Kalktık aşağı indik. Ceketlerimizi giyip çıkıyorduk ki.

"Kızlar nereye bakalım"

Arkamıza döndük Onur'muş.

"Benim Kuzenler gelmiş işte onları almaya gidiyoruz"

"Tamam, dikkatli olun"

Arabaya bindik. Radyoyu açtık. Manga - yine yeni yeniden çalıyordu. Söylemeye başladık. Yol biraz uzundu ama neyse ki gelmiştik. Bekleme yerine gittik. Duru ve Emre bizi görünce yanımıza geldiler sarıldık Açelya'yı tanıştırdım.

"Ee siz niye geldiniz"

"Istersen gidelim" dedi Emre.

"Salak gel buraya" diyip tekrar sarıldım Emre'ye.

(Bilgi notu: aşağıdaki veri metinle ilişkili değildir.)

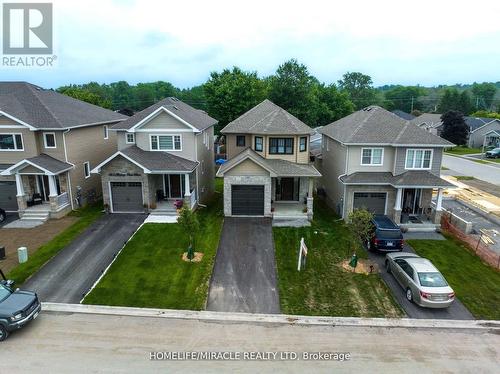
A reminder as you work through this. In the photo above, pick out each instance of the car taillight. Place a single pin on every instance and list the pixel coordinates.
(425, 295)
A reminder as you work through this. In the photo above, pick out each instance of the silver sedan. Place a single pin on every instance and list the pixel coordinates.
(423, 283)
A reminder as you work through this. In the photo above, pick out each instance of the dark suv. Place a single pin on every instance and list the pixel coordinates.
(386, 236)
(17, 308)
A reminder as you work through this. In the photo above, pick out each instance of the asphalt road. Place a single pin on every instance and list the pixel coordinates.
(488, 173)
(70, 274)
(77, 343)
(455, 311)
(244, 276)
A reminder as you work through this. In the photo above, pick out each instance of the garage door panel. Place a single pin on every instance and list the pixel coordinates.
(247, 200)
(372, 201)
(8, 199)
(126, 196)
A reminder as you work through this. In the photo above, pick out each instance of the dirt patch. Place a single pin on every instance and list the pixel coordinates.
(198, 256)
(363, 267)
(32, 238)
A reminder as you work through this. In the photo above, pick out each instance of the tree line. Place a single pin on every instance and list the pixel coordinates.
(231, 92)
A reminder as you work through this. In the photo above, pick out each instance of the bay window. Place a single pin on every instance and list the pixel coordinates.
(418, 158)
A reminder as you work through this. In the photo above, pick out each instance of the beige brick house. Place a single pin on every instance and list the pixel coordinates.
(268, 172)
(165, 156)
(48, 144)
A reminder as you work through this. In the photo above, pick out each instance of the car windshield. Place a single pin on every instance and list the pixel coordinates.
(4, 292)
(432, 280)
(389, 234)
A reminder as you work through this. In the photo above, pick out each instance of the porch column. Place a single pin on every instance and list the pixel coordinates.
(52, 186)
(397, 205)
(19, 185)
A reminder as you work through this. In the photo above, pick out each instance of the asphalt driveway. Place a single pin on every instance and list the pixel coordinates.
(71, 273)
(455, 311)
(244, 276)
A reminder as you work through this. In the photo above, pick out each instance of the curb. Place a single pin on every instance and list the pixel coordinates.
(283, 319)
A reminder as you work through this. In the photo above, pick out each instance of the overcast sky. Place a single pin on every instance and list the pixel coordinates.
(394, 41)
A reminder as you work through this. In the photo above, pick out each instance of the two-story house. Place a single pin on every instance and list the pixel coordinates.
(165, 156)
(48, 144)
(268, 172)
(375, 160)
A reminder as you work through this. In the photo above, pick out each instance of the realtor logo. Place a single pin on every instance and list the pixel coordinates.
(27, 28)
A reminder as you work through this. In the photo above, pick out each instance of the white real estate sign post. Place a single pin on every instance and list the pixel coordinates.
(302, 255)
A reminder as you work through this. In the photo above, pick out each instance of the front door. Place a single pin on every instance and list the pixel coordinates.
(175, 186)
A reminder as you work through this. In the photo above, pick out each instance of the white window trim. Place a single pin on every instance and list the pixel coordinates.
(423, 151)
(15, 144)
(371, 157)
(45, 140)
(88, 168)
(164, 150)
(126, 138)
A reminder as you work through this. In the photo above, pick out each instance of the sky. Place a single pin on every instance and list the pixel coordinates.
(395, 42)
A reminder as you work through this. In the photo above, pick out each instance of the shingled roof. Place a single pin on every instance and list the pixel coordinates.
(46, 109)
(267, 118)
(195, 117)
(374, 125)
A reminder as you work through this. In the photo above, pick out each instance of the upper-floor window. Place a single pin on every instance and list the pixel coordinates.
(418, 158)
(130, 138)
(11, 142)
(240, 140)
(372, 156)
(49, 140)
(303, 144)
(166, 143)
(259, 143)
(281, 146)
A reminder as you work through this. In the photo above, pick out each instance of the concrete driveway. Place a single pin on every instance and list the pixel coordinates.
(489, 173)
(455, 311)
(244, 276)
(71, 273)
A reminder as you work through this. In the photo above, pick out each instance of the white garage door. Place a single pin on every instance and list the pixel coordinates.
(372, 201)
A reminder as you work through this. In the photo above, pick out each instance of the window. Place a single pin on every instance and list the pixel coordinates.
(240, 140)
(166, 143)
(11, 142)
(86, 169)
(372, 156)
(281, 146)
(130, 139)
(303, 144)
(418, 159)
(49, 140)
(259, 143)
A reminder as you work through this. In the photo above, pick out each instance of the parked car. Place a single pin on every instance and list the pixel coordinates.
(17, 308)
(386, 236)
(494, 153)
(423, 283)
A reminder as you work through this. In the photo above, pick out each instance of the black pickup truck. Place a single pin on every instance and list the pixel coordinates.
(17, 308)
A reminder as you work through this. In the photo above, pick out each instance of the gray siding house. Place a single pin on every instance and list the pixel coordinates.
(375, 160)
(165, 155)
(48, 144)
(268, 172)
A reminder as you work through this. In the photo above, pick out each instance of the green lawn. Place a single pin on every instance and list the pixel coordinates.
(477, 285)
(461, 150)
(149, 272)
(87, 216)
(323, 288)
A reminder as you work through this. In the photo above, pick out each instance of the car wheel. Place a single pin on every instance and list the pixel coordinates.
(3, 333)
(409, 295)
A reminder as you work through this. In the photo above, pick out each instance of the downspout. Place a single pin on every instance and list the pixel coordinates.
(69, 174)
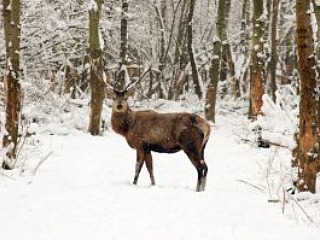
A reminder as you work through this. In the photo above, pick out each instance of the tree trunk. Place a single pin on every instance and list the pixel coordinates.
(272, 87)
(235, 84)
(11, 79)
(121, 82)
(97, 66)
(307, 150)
(256, 82)
(211, 95)
(194, 67)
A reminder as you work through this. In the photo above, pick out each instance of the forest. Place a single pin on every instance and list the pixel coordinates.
(251, 68)
(257, 57)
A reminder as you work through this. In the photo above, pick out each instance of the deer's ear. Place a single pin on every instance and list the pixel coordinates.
(130, 92)
(110, 93)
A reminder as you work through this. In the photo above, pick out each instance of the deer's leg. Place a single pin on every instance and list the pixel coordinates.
(148, 160)
(194, 150)
(139, 164)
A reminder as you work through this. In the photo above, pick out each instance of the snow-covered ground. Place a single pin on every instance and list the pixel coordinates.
(83, 190)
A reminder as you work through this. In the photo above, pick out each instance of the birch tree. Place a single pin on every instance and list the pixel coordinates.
(96, 68)
(257, 81)
(306, 155)
(12, 29)
(194, 68)
(211, 95)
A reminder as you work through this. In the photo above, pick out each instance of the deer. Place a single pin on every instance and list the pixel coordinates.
(149, 131)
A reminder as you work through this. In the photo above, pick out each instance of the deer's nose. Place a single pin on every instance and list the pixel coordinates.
(119, 107)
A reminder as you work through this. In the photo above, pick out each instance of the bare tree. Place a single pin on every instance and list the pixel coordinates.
(12, 28)
(194, 68)
(211, 95)
(272, 87)
(97, 66)
(257, 81)
(306, 155)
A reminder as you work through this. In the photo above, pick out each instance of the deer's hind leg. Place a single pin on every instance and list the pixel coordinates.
(139, 165)
(194, 150)
(148, 160)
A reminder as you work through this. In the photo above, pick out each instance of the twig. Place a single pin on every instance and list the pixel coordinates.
(302, 209)
(250, 184)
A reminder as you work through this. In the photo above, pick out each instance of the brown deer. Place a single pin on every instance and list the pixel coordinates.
(148, 131)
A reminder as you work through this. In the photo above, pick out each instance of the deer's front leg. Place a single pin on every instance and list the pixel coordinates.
(139, 164)
(148, 160)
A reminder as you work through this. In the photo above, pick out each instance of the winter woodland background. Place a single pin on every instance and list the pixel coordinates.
(235, 59)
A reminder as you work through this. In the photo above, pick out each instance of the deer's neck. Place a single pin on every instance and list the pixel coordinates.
(121, 122)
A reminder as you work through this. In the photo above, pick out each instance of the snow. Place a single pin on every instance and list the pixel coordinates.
(79, 187)
(92, 5)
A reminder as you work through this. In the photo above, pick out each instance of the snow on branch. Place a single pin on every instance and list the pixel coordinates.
(92, 6)
(277, 123)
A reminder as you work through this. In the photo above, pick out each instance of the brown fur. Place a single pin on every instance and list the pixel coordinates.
(148, 131)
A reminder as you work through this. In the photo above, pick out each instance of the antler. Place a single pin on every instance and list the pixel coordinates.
(132, 84)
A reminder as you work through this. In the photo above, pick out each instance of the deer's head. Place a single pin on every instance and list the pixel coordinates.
(120, 98)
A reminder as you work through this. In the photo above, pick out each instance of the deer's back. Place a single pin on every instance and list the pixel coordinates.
(161, 132)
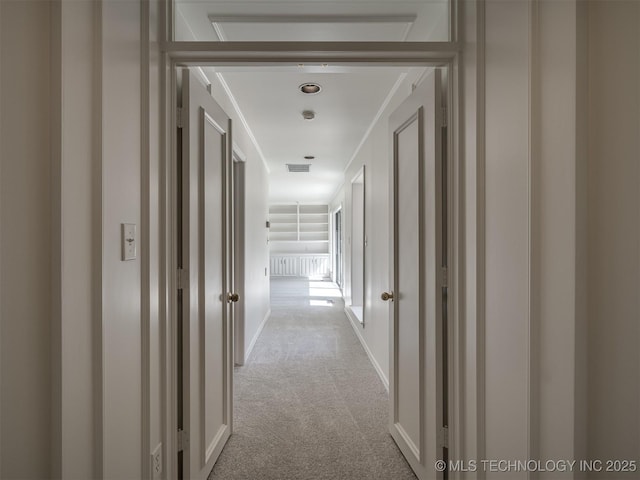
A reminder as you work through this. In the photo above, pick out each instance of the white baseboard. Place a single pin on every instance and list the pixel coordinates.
(355, 324)
(255, 337)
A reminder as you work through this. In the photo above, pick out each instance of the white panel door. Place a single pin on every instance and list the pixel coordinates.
(207, 298)
(290, 266)
(415, 371)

Etrafa bakmak amacıyla sola baktığımda az ileride Cenk ve Emir'in bir adamla konuştuğunu gördüm. Cenk kafasını benim olduğum yere döndürdü doğruca bana pis sırıtışıyla bakıyordu.

"Hadi hemen gidelim burdan" diyip onları dışarı doğru iterek. Eve geldik. Kapıyı açtım. Ses yoktu hepsi gitmiş olmalı. Salona girdik. Meriç koltukta oturup bir şey izliyordu.

"Niye kalktın yataktan"

"Daha fazla yatmak istemiyorum iyiyim ben"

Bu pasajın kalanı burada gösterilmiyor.